Виктор взглянул в ту сторону, где, должно быть, стояла койка Громова, сказал с тревогой:

— Не шевелится.

У кровати Громова копошились, что-то делая, сестры. Они вбегали в палату то со шприцами, которые несли высоко и торжественно, будто десерт к праздничному столу, то тащили бутыли с прозрачной жидкостью, с витками красных резиновых трубок, а однажды пронесли мимо Шершенева порядочную бутыль с темно-коричневой жидкостью, он понял — кровь. Все, кто ходил, вызывались помогать сестрам. Эта готовность помочь товарищу сильно бросалась в глаза. «Почему же там, в здоровой жизни, это часто куда-то уходит?» — подумал Шершенев.

Только перед отбоем стихла беготня сестер. Больные разошлись по своим койкам.

Виктор, ложась спать, предупредил Шершенева:

— Ночи тут не курортные. Набирайтесь терпения.

По наивности, Шершенев ни о чем его не спросил.

Всю ночь он не сомкнул глаз. Он ведь не знал, что его поместили в палату не только знаменитых аппендицитников, но и великих храпунов.

Как только погасили свет, храп, вкрадчивый, с присвистом, послышался где-то слева, у окна. И, точно часовой-службист, ему тотчас откликнулся протяжный и жалобный, как всхлип, храп где-то по соседству с Виктором. Но их можно было еще терпеть, хотя и они минута за минутой подтачивали небольшой запас терпения у не отличающегося спокойствием Шершенева.

А потом, часа в четыре, загрохотали самосвалы. Еще задолго до появления самосвала перед зданием больницы Шершенев слышал его низкое и сердитое гудение.
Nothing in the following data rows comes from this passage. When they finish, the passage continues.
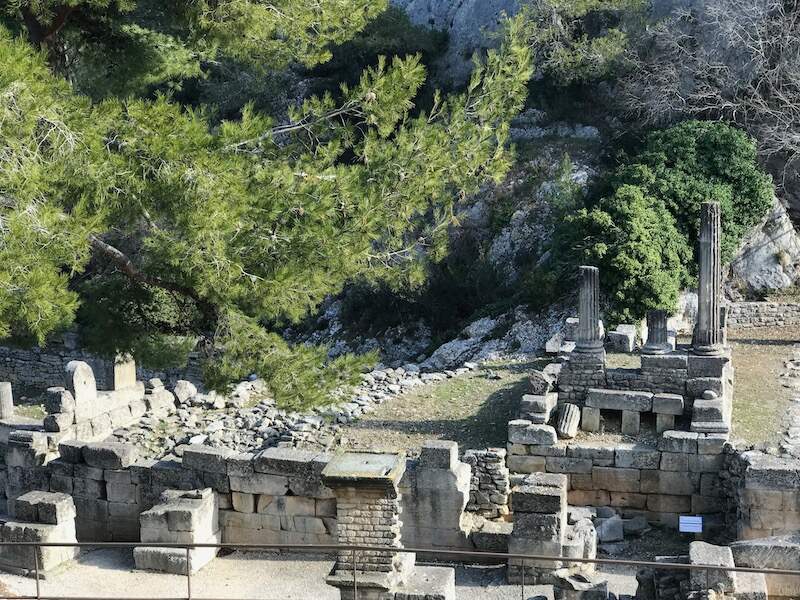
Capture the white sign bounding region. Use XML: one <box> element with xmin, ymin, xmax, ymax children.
<box><xmin>678</xmin><ymin>515</ymin><xmax>703</xmax><ymax>533</ymax></box>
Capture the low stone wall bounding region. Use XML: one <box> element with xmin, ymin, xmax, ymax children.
<box><xmin>508</xmin><ymin>431</ymin><xmax>726</xmax><ymax>527</ymax></box>
<box><xmin>737</xmin><ymin>451</ymin><xmax>800</xmax><ymax>540</ymax></box>
<box><xmin>727</xmin><ymin>302</ymin><xmax>800</xmax><ymax>329</ymax></box>
<box><xmin>0</xmin><ymin>343</ymin><xmax>202</xmax><ymax>395</ymax></box>
<box><xmin>464</xmin><ymin>448</ymin><xmax>511</xmax><ymax>519</ymax></box>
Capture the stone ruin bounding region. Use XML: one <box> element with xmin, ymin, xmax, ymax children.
<box><xmin>0</xmin><ymin>205</ymin><xmax>800</xmax><ymax>600</ymax></box>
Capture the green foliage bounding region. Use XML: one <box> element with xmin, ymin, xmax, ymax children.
<box><xmin>204</xmin><ymin>312</ymin><xmax>378</xmax><ymax>410</ymax></box>
<box><xmin>553</xmin><ymin>121</ymin><xmax>774</xmax><ymax>324</ymax></box>
<box><xmin>524</xmin><ymin>0</ymin><xmax>647</xmax><ymax>86</ymax></box>
<box><xmin>0</xmin><ymin>10</ymin><xmax>532</xmax><ymax>406</ymax></box>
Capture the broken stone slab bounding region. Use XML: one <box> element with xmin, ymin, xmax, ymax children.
<box><xmin>689</xmin><ymin>542</ymin><xmax>737</xmax><ymax>594</ymax></box>
<box><xmin>653</xmin><ymin>394</ymin><xmax>684</xmax><ymax>416</ymax></box>
<box><xmin>183</xmin><ymin>444</ymin><xmax>236</xmax><ymax>473</ymax></box>
<box><xmin>556</xmin><ymin>403</ymin><xmax>581</xmax><ymax>439</ymax></box>
<box><xmin>586</xmin><ymin>388</ymin><xmax>653</xmax><ymax>412</ymax></box>
<box><xmin>83</xmin><ymin>442</ymin><xmax>139</xmax><ymax>469</ymax></box>
<box><xmin>594</xmin><ymin>515</ymin><xmax>625</xmax><ymax>543</ymax></box>
<box><xmin>419</xmin><ymin>440</ymin><xmax>458</xmax><ymax>471</ymax></box>
<box><xmin>64</xmin><ymin>360</ymin><xmax>99</xmax><ymax>421</ymax></box>
<box><xmin>528</xmin><ymin>368</ymin><xmax>560</xmax><ymax>396</ymax></box>
<box><xmin>519</xmin><ymin>393</ymin><xmax>558</xmax><ymax>425</ymax></box>
<box><xmin>508</xmin><ymin>419</ymin><xmax>558</xmax><ymax>446</ymax></box>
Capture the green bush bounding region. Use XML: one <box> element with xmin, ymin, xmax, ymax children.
<box><xmin>552</xmin><ymin>121</ymin><xmax>774</xmax><ymax>325</ymax></box>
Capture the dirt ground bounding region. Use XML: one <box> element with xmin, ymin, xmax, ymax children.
<box><xmin>728</xmin><ymin>326</ymin><xmax>800</xmax><ymax>444</ymax></box>
<box><xmin>342</xmin><ymin>359</ymin><xmax>548</xmax><ymax>454</ymax></box>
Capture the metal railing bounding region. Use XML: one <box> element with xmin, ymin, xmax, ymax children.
<box><xmin>0</xmin><ymin>541</ymin><xmax>800</xmax><ymax>600</ymax></box>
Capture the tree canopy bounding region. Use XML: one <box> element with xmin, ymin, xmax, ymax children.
<box><xmin>0</xmin><ymin>0</ymin><xmax>532</xmax><ymax>406</ymax></box>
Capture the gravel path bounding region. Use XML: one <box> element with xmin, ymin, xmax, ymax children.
<box><xmin>0</xmin><ymin>549</ymin><xmax>564</xmax><ymax>600</ymax></box>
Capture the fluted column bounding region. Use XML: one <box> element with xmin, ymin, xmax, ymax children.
<box><xmin>692</xmin><ymin>202</ymin><xmax>724</xmax><ymax>355</ymax></box>
<box><xmin>575</xmin><ymin>266</ymin><xmax>603</xmax><ymax>354</ymax></box>
<box><xmin>642</xmin><ymin>310</ymin><xmax>672</xmax><ymax>354</ymax></box>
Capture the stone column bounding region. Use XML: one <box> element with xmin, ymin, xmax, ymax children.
<box><xmin>642</xmin><ymin>310</ymin><xmax>672</xmax><ymax>354</ymax></box>
<box><xmin>692</xmin><ymin>202</ymin><xmax>724</xmax><ymax>356</ymax></box>
<box><xmin>575</xmin><ymin>266</ymin><xmax>603</xmax><ymax>354</ymax></box>
<box><xmin>0</xmin><ymin>381</ymin><xmax>14</xmax><ymax>419</ymax></box>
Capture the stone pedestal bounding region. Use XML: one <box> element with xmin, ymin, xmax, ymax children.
<box><xmin>692</xmin><ymin>202</ymin><xmax>724</xmax><ymax>356</ymax></box>
<box><xmin>642</xmin><ymin>310</ymin><xmax>672</xmax><ymax>355</ymax></box>
<box><xmin>575</xmin><ymin>266</ymin><xmax>604</xmax><ymax>355</ymax></box>
<box><xmin>0</xmin><ymin>381</ymin><xmax>14</xmax><ymax>419</ymax></box>
<box><xmin>322</xmin><ymin>452</ymin><xmax>415</xmax><ymax>600</ymax></box>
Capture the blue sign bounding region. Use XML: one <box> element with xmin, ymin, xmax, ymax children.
<box><xmin>678</xmin><ymin>515</ymin><xmax>703</xmax><ymax>533</ymax></box>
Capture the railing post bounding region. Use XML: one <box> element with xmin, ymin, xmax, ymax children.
<box><xmin>31</xmin><ymin>544</ymin><xmax>42</xmax><ymax>600</ymax></box>
<box><xmin>186</xmin><ymin>546</ymin><xmax>192</xmax><ymax>600</ymax></box>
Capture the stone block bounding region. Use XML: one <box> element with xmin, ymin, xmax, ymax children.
<box><xmin>660</xmin><ymin>452</ymin><xmax>694</xmax><ymax>473</ymax></box>
<box><xmin>567</xmin><ymin>442</ymin><xmax>614</xmax><ymax>467</ymax></box>
<box><xmin>419</xmin><ymin>440</ymin><xmax>458</xmax><ymax>470</ymax></box>
<box><xmin>641</xmin><ymin>353</ymin><xmax>689</xmax><ymax>373</ymax></box>
<box><xmin>609</xmin><ymin>492</ymin><xmax>647</xmax><ymax>509</ymax></box>
<box><xmin>641</xmin><ymin>470</ymin><xmax>697</xmax><ymax>496</ymax></box>
<box><xmin>656</xmin><ymin>413</ymin><xmax>675</xmax><ymax>433</ymax></box>
<box><xmin>507</xmin><ymin>454</ymin><xmax>546</xmax><ymax>473</ymax></box>
<box><xmin>586</xmin><ymin>388</ymin><xmax>653</xmax><ymax>412</ymax></box>
<box><xmin>257</xmin><ymin>495</ymin><xmax>316</xmax><ymax>517</ymax></box>
<box><xmin>83</xmin><ymin>442</ymin><xmax>139</xmax><ymax>469</ymax></box>
<box><xmin>508</xmin><ymin>419</ymin><xmax>557</xmax><ymax>446</ymax></box>
<box><xmin>592</xmin><ymin>467</ymin><xmax>639</xmax><ymax>492</ymax></box>
<box><xmin>567</xmin><ymin>490</ymin><xmax>611</xmax><ymax>506</ymax></box>
<box><xmin>229</xmin><ymin>473</ymin><xmax>289</xmax><ymax>496</ymax></box>
<box><xmin>183</xmin><ymin>444</ymin><xmax>236</xmax><ymax>474</ymax></box>
<box><xmin>687</xmin><ymin>354</ymin><xmax>731</xmax><ymax>378</ymax></box>
<box><xmin>605</xmin><ymin>331</ymin><xmax>636</xmax><ymax>354</ymax></box>
<box><xmin>64</xmin><ymin>360</ymin><xmax>99</xmax><ymax>421</ymax></box>
<box><xmin>689</xmin><ymin>454</ymin><xmax>725</xmax><ymax>473</ymax></box>
<box><xmin>231</xmin><ymin>492</ymin><xmax>256</xmax><ymax>513</ymax></box>
<box><xmin>697</xmin><ymin>433</ymin><xmax>728</xmax><ymax>454</ymax></box>
<box><xmin>511</xmin><ymin>511</ymin><xmax>566</xmax><ymax>540</ymax></box>
<box><xmin>614</xmin><ymin>446</ymin><xmax>661</xmax><ymax>469</ymax></box>
<box><xmin>545</xmin><ymin>456</ymin><xmax>592</xmax><ymax>473</ymax></box>
<box><xmin>44</xmin><ymin>387</ymin><xmax>75</xmax><ymax>419</ymax></box>
<box><xmin>653</xmin><ymin>394</ymin><xmax>684</xmax><ymax>416</ymax></box>
<box><xmin>42</xmin><ymin>413</ymin><xmax>75</xmax><ymax>433</ymax></box>
<box><xmin>647</xmin><ymin>494</ymin><xmax>692</xmax><ymax>513</ymax></box>
<box><xmin>581</xmin><ymin>406</ymin><xmax>600</xmax><ymax>431</ymax></box>
<box><xmin>511</xmin><ymin>483</ymin><xmax>567</xmax><ymax>514</ymax></box>
<box><xmin>658</xmin><ymin>431</ymin><xmax>698</xmax><ymax>454</ymax></box>
<box><xmin>113</xmin><ymin>355</ymin><xmax>136</xmax><ymax>390</ymax></box>
<box><xmin>689</xmin><ymin>542</ymin><xmax>737</xmax><ymax>594</ymax></box>
<box><xmin>253</xmin><ymin>447</ymin><xmax>319</xmax><ymax>478</ymax></box>
<box><xmin>621</xmin><ymin>410</ymin><xmax>641</xmax><ymax>436</ymax></box>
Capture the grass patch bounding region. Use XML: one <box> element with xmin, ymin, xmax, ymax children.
<box><xmin>342</xmin><ymin>359</ymin><xmax>549</xmax><ymax>455</ymax></box>
<box><xmin>728</xmin><ymin>327</ymin><xmax>800</xmax><ymax>444</ymax></box>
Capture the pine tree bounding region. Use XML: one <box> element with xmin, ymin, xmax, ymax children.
<box><xmin>0</xmin><ymin>0</ymin><xmax>532</xmax><ymax>407</ymax></box>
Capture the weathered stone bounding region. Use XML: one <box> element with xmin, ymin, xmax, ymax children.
<box><xmin>64</xmin><ymin>360</ymin><xmax>98</xmax><ymax>421</ymax></box>
<box><xmin>581</xmin><ymin>406</ymin><xmax>600</xmax><ymax>431</ymax></box>
<box><xmin>83</xmin><ymin>442</ymin><xmax>138</xmax><ymax>469</ymax></box>
<box><xmin>653</xmin><ymin>394</ymin><xmax>683</xmax><ymax>416</ymax></box>
<box><xmin>689</xmin><ymin>542</ymin><xmax>737</xmax><ymax>594</ymax></box>
<box><xmin>586</xmin><ymin>388</ymin><xmax>653</xmax><ymax>412</ymax></box>
<box><xmin>183</xmin><ymin>444</ymin><xmax>236</xmax><ymax>473</ymax></box>
<box><xmin>556</xmin><ymin>403</ymin><xmax>581</xmax><ymax>439</ymax></box>
<box><xmin>620</xmin><ymin>410</ymin><xmax>641</xmax><ymax>436</ymax></box>
<box><xmin>592</xmin><ymin>467</ymin><xmax>639</xmax><ymax>492</ymax></box>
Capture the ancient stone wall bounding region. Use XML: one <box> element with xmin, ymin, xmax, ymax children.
<box><xmin>508</xmin><ymin>431</ymin><xmax>726</xmax><ymax>527</ymax></box>
<box><xmin>727</xmin><ymin>302</ymin><xmax>800</xmax><ymax>329</ymax></box>
<box><xmin>0</xmin><ymin>342</ymin><xmax>202</xmax><ymax>395</ymax></box>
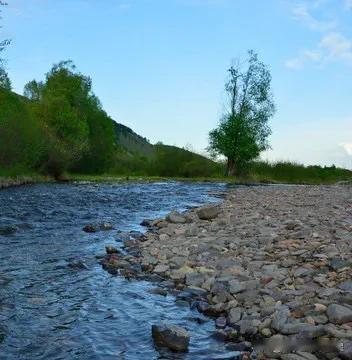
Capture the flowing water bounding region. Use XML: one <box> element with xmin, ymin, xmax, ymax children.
<box><xmin>0</xmin><ymin>182</ymin><xmax>238</xmax><ymax>360</ymax></box>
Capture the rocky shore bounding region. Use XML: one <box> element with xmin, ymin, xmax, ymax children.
<box><xmin>102</xmin><ymin>185</ymin><xmax>352</xmax><ymax>360</ymax></box>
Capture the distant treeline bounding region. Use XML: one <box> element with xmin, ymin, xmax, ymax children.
<box><xmin>0</xmin><ymin>61</ymin><xmax>352</xmax><ymax>183</ymax></box>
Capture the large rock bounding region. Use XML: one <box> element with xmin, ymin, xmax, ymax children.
<box><xmin>152</xmin><ymin>323</ymin><xmax>190</xmax><ymax>351</ymax></box>
<box><xmin>197</xmin><ymin>205</ymin><xmax>221</xmax><ymax>220</ymax></box>
<box><xmin>326</xmin><ymin>304</ymin><xmax>352</xmax><ymax>325</ymax></box>
<box><xmin>166</xmin><ymin>211</ymin><xmax>187</xmax><ymax>224</ymax></box>
<box><xmin>0</xmin><ymin>225</ymin><xmax>17</xmax><ymax>236</ymax></box>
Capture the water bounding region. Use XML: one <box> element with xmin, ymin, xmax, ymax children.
<box><xmin>0</xmin><ymin>182</ymin><xmax>235</xmax><ymax>360</ymax></box>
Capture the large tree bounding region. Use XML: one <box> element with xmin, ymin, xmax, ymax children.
<box><xmin>208</xmin><ymin>51</ymin><xmax>275</xmax><ymax>176</ymax></box>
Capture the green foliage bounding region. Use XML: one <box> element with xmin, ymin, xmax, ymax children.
<box><xmin>0</xmin><ymin>66</ymin><xmax>11</xmax><ymax>91</ymax></box>
<box><xmin>24</xmin><ymin>61</ymin><xmax>114</xmax><ymax>177</ymax></box>
<box><xmin>0</xmin><ymin>88</ymin><xmax>43</xmax><ymax>169</ymax></box>
<box><xmin>247</xmin><ymin>161</ymin><xmax>352</xmax><ymax>184</ymax></box>
<box><xmin>209</xmin><ymin>51</ymin><xmax>275</xmax><ymax>175</ymax></box>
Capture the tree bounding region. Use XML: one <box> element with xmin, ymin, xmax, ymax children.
<box><xmin>0</xmin><ymin>66</ymin><xmax>11</xmax><ymax>91</ymax></box>
<box><xmin>208</xmin><ymin>51</ymin><xmax>275</xmax><ymax>176</ymax></box>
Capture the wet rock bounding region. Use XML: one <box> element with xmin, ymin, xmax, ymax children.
<box><xmin>68</xmin><ymin>260</ymin><xmax>88</xmax><ymax>270</ymax></box>
<box><xmin>82</xmin><ymin>224</ymin><xmax>98</xmax><ymax>233</ymax></box>
<box><xmin>148</xmin><ymin>287</ymin><xmax>167</xmax><ymax>296</ymax></box>
<box><xmin>105</xmin><ymin>245</ymin><xmax>120</xmax><ymax>255</ymax></box>
<box><xmin>140</xmin><ymin>219</ymin><xmax>153</xmax><ymax>227</ymax></box>
<box><xmin>152</xmin><ymin>323</ymin><xmax>190</xmax><ymax>351</ymax></box>
<box><xmin>0</xmin><ymin>225</ymin><xmax>17</xmax><ymax>236</ymax></box>
<box><xmin>99</xmin><ymin>223</ymin><xmax>114</xmax><ymax>231</ymax></box>
<box><xmin>339</xmin><ymin>341</ymin><xmax>352</xmax><ymax>360</ymax></box>
<box><xmin>166</xmin><ymin>211</ymin><xmax>187</xmax><ymax>224</ymax></box>
<box><xmin>228</xmin><ymin>308</ymin><xmax>242</xmax><ymax>325</ymax></box>
<box><xmin>215</xmin><ymin>316</ymin><xmax>226</xmax><ymax>329</ymax></box>
<box><xmin>154</xmin><ymin>264</ymin><xmax>169</xmax><ymax>274</ymax></box>
<box><xmin>196</xmin><ymin>206</ymin><xmax>221</xmax><ymax>220</ymax></box>
<box><xmin>326</xmin><ymin>304</ymin><xmax>352</xmax><ymax>325</ymax></box>
<box><xmin>339</xmin><ymin>280</ymin><xmax>352</xmax><ymax>292</ymax></box>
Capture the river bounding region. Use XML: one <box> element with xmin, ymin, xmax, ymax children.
<box><xmin>0</xmin><ymin>182</ymin><xmax>239</xmax><ymax>360</ymax></box>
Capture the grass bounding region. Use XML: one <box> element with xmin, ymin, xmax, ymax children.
<box><xmin>0</xmin><ymin>161</ymin><xmax>352</xmax><ymax>188</ymax></box>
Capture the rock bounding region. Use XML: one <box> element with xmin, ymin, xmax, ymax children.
<box><xmin>140</xmin><ymin>219</ymin><xmax>153</xmax><ymax>227</ymax></box>
<box><xmin>152</xmin><ymin>323</ymin><xmax>190</xmax><ymax>351</ymax></box>
<box><xmin>339</xmin><ymin>280</ymin><xmax>352</xmax><ymax>292</ymax></box>
<box><xmin>154</xmin><ymin>264</ymin><xmax>169</xmax><ymax>274</ymax></box>
<box><xmin>100</xmin><ymin>223</ymin><xmax>114</xmax><ymax>231</ymax></box>
<box><xmin>215</xmin><ymin>316</ymin><xmax>226</xmax><ymax>329</ymax></box>
<box><xmin>82</xmin><ymin>224</ymin><xmax>98</xmax><ymax>233</ymax></box>
<box><xmin>229</xmin><ymin>280</ymin><xmax>246</xmax><ymax>294</ymax></box>
<box><xmin>0</xmin><ymin>225</ymin><xmax>17</xmax><ymax>236</ymax></box>
<box><xmin>105</xmin><ymin>245</ymin><xmax>120</xmax><ymax>255</ymax></box>
<box><xmin>228</xmin><ymin>308</ymin><xmax>242</xmax><ymax>325</ymax></box>
<box><xmin>148</xmin><ymin>287</ymin><xmax>167</xmax><ymax>296</ymax></box>
<box><xmin>271</xmin><ymin>308</ymin><xmax>290</xmax><ymax>332</ymax></box>
<box><xmin>196</xmin><ymin>206</ymin><xmax>221</xmax><ymax>220</ymax></box>
<box><xmin>281</xmin><ymin>352</ymin><xmax>318</xmax><ymax>360</ymax></box>
<box><xmin>339</xmin><ymin>341</ymin><xmax>352</xmax><ymax>360</ymax></box>
<box><xmin>166</xmin><ymin>211</ymin><xmax>187</xmax><ymax>224</ymax></box>
<box><xmin>68</xmin><ymin>260</ymin><xmax>88</xmax><ymax>270</ymax></box>
<box><xmin>326</xmin><ymin>304</ymin><xmax>352</xmax><ymax>325</ymax></box>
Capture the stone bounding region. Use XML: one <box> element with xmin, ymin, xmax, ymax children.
<box><xmin>154</xmin><ymin>264</ymin><xmax>169</xmax><ymax>274</ymax></box>
<box><xmin>338</xmin><ymin>280</ymin><xmax>352</xmax><ymax>292</ymax></box>
<box><xmin>326</xmin><ymin>304</ymin><xmax>352</xmax><ymax>325</ymax></box>
<box><xmin>227</xmin><ymin>307</ymin><xmax>242</xmax><ymax>325</ymax></box>
<box><xmin>215</xmin><ymin>316</ymin><xmax>226</xmax><ymax>329</ymax></box>
<box><xmin>339</xmin><ymin>341</ymin><xmax>352</xmax><ymax>360</ymax></box>
<box><xmin>83</xmin><ymin>224</ymin><xmax>98</xmax><ymax>233</ymax></box>
<box><xmin>166</xmin><ymin>211</ymin><xmax>187</xmax><ymax>224</ymax></box>
<box><xmin>229</xmin><ymin>280</ymin><xmax>246</xmax><ymax>294</ymax></box>
<box><xmin>0</xmin><ymin>225</ymin><xmax>17</xmax><ymax>236</ymax></box>
<box><xmin>100</xmin><ymin>223</ymin><xmax>114</xmax><ymax>231</ymax></box>
<box><xmin>105</xmin><ymin>245</ymin><xmax>120</xmax><ymax>255</ymax></box>
<box><xmin>152</xmin><ymin>323</ymin><xmax>190</xmax><ymax>351</ymax></box>
<box><xmin>196</xmin><ymin>206</ymin><xmax>221</xmax><ymax>220</ymax></box>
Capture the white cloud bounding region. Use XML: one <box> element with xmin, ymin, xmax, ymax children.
<box><xmin>340</xmin><ymin>143</ymin><xmax>352</xmax><ymax>156</ymax></box>
<box><xmin>319</xmin><ymin>32</ymin><xmax>352</xmax><ymax>62</ymax></box>
<box><xmin>292</xmin><ymin>0</ymin><xmax>336</xmax><ymax>32</ymax></box>
<box><xmin>285</xmin><ymin>32</ymin><xmax>352</xmax><ymax>70</ymax></box>
<box><xmin>345</xmin><ymin>0</ymin><xmax>352</xmax><ymax>10</ymax></box>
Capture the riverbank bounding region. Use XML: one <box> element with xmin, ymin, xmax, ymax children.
<box><xmin>0</xmin><ymin>175</ymin><xmax>54</xmax><ymax>190</ymax></box>
<box><xmin>103</xmin><ymin>185</ymin><xmax>352</xmax><ymax>360</ymax></box>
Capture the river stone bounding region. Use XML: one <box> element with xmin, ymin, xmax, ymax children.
<box><xmin>152</xmin><ymin>323</ymin><xmax>190</xmax><ymax>351</ymax></box>
<box><xmin>0</xmin><ymin>225</ymin><xmax>17</xmax><ymax>235</ymax></box>
<box><xmin>154</xmin><ymin>264</ymin><xmax>169</xmax><ymax>274</ymax></box>
<box><xmin>338</xmin><ymin>280</ymin><xmax>352</xmax><ymax>292</ymax></box>
<box><xmin>228</xmin><ymin>308</ymin><xmax>242</xmax><ymax>325</ymax></box>
<box><xmin>166</xmin><ymin>211</ymin><xmax>187</xmax><ymax>224</ymax></box>
<box><xmin>83</xmin><ymin>224</ymin><xmax>98</xmax><ymax>233</ymax></box>
<box><xmin>196</xmin><ymin>206</ymin><xmax>221</xmax><ymax>220</ymax></box>
<box><xmin>339</xmin><ymin>341</ymin><xmax>352</xmax><ymax>360</ymax></box>
<box><xmin>326</xmin><ymin>304</ymin><xmax>352</xmax><ymax>325</ymax></box>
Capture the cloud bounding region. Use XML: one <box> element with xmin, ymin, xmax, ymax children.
<box><xmin>319</xmin><ymin>32</ymin><xmax>352</xmax><ymax>62</ymax></box>
<box><xmin>340</xmin><ymin>143</ymin><xmax>352</xmax><ymax>156</ymax></box>
<box><xmin>345</xmin><ymin>0</ymin><xmax>352</xmax><ymax>10</ymax></box>
<box><xmin>285</xmin><ymin>32</ymin><xmax>352</xmax><ymax>70</ymax></box>
<box><xmin>292</xmin><ymin>0</ymin><xmax>336</xmax><ymax>32</ymax></box>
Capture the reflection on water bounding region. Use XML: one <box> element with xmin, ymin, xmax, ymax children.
<box><xmin>0</xmin><ymin>182</ymin><xmax>236</xmax><ymax>360</ymax></box>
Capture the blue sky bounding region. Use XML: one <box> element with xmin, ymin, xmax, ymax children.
<box><xmin>1</xmin><ymin>0</ymin><xmax>352</xmax><ymax>168</ymax></box>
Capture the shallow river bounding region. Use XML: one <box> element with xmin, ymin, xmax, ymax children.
<box><xmin>0</xmin><ymin>182</ymin><xmax>239</xmax><ymax>360</ymax></box>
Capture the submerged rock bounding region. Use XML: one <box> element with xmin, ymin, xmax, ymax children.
<box><xmin>82</xmin><ymin>224</ymin><xmax>98</xmax><ymax>233</ymax></box>
<box><xmin>152</xmin><ymin>323</ymin><xmax>190</xmax><ymax>351</ymax></box>
<box><xmin>0</xmin><ymin>225</ymin><xmax>17</xmax><ymax>236</ymax></box>
<box><xmin>197</xmin><ymin>206</ymin><xmax>221</xmax><ymax>220</ymax></box>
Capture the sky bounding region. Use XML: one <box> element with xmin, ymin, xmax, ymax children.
<box><xmin>0</xmin><ymin>0</ymin><xmax>352</xmax><ymax>168</ymax></box>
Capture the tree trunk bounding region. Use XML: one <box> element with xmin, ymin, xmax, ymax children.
<box><xmin>226</xmin><ymin>158</ymin><xmax>237</xmax><ymax>176</ymax></box>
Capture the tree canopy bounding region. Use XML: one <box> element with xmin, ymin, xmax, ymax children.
<box><xmin>208</xmin><ymin>51</ymin><xmax>275</xmax><ymax>175</ymax></box>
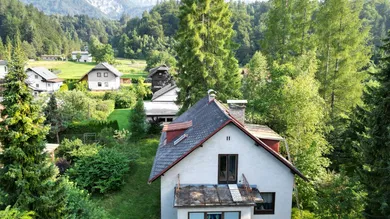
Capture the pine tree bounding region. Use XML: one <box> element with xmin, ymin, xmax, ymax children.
<box><xmin>176</xmin><ymin>0</ymin><xmax>240</xmax><ymax>110</ymax></box>
<box><xmin>129</xmin><ymin>99</ymin><xmax>146</xmax><ymax>139</ymax></box>
<box><xmin>353</xmin><ymin>33</ymin><xmax>390</xmax><ymax>218</ymax></box>
<box><xmin>0</xmin><ymin>34</ymin><xmax>65</xmax><ymax>218</ymax></box>
<box><xmin>316</xmin><ymin>0</ymin><xmax>370</xmax><ymax>122</ymax></box>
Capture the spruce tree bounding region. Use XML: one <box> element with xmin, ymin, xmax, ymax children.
<box><xmin>0</xmin><ymin>35</ymin><xmax>65</xmax><ymax>218</ymax></box>
<box><xmin>176</xmin><ymin>0</ymin><xmax>240</xmax><ymax>110</ymax></box>
<box><xmin>353</xmin><ymin>32</ymin><xmax>390</xmax><ymax>218</ymax></box>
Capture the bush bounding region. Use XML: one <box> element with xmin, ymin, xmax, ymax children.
<box><xmin>65</xmin><ymin>180</ymin><xmax>109</xmax><ymax>219</ymax></box>
<box><xmin>0</xmin><ymin>206</ymin><xmax>34</xmax><ymax>219</ymax></box>
<box><xmin>67</xmin><ymin>148</ymin><xmax>130</xmax><ymax>193</ymax></box>
<box><xmin>57</xmin><ymin>139</ymin><xmax>101</xmax><ymax>162</ymax></box>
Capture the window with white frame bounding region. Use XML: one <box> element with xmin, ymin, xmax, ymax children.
<box><xmin>254</xmin><ymin>192</ymin><xmax>275</xmax><ymax>214</ymax></box>
<box><xmin>188</xmin><ymin>211</ymin><xmax>241</xmax><ymax>219</ymax></box>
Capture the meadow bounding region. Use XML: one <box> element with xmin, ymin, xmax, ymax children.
<box><xmin>27</xmin><ymin>58</ymin><xmax>147</xmax><ymax>79</ymax></box>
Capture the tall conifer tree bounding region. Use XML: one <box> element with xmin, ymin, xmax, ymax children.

Гудение нарастало, становилось все громче и громче, превращалось в грохот, напоминая вой бомбардировщиков. Наверно, МАЗы перед больницей переключали скорости, чтобы проехать незаметно, но получалось обратное: скрежет, рычание и визг превращались в громыхание туч.

4

— Подвиньтесь, — сказала Анна Афанасьевна, присаживаясь к Шершеневу на кровать. — Нельзя быть таким непредупредительным…

Шершенев, напрягаясь до пота, чуть приподнял ставший непомерно тяжелым таз и чуть отодвинулся вправо. Оказывается, можно двигаться!

Анна Афанасьевна измерила давление, послушала дыхание, сердце, взглянула на температурный листок. Кривая резко прыгнула вверх. Заключила:

— Организм не любит, когда лезут в полость живота, особенно если оставляют там инородное тело…

Шершенева передернуло: он слыхал немало плоских анекдотов о хирургах, которые зашивали в животах больных то перчатку, то какие-нибудь щипцы.

— Нам пришлось вставить дренаж, отросток был у вас слишком разрисован…

— Трехкратный аппендицит, так тут окрестили мою болезнь.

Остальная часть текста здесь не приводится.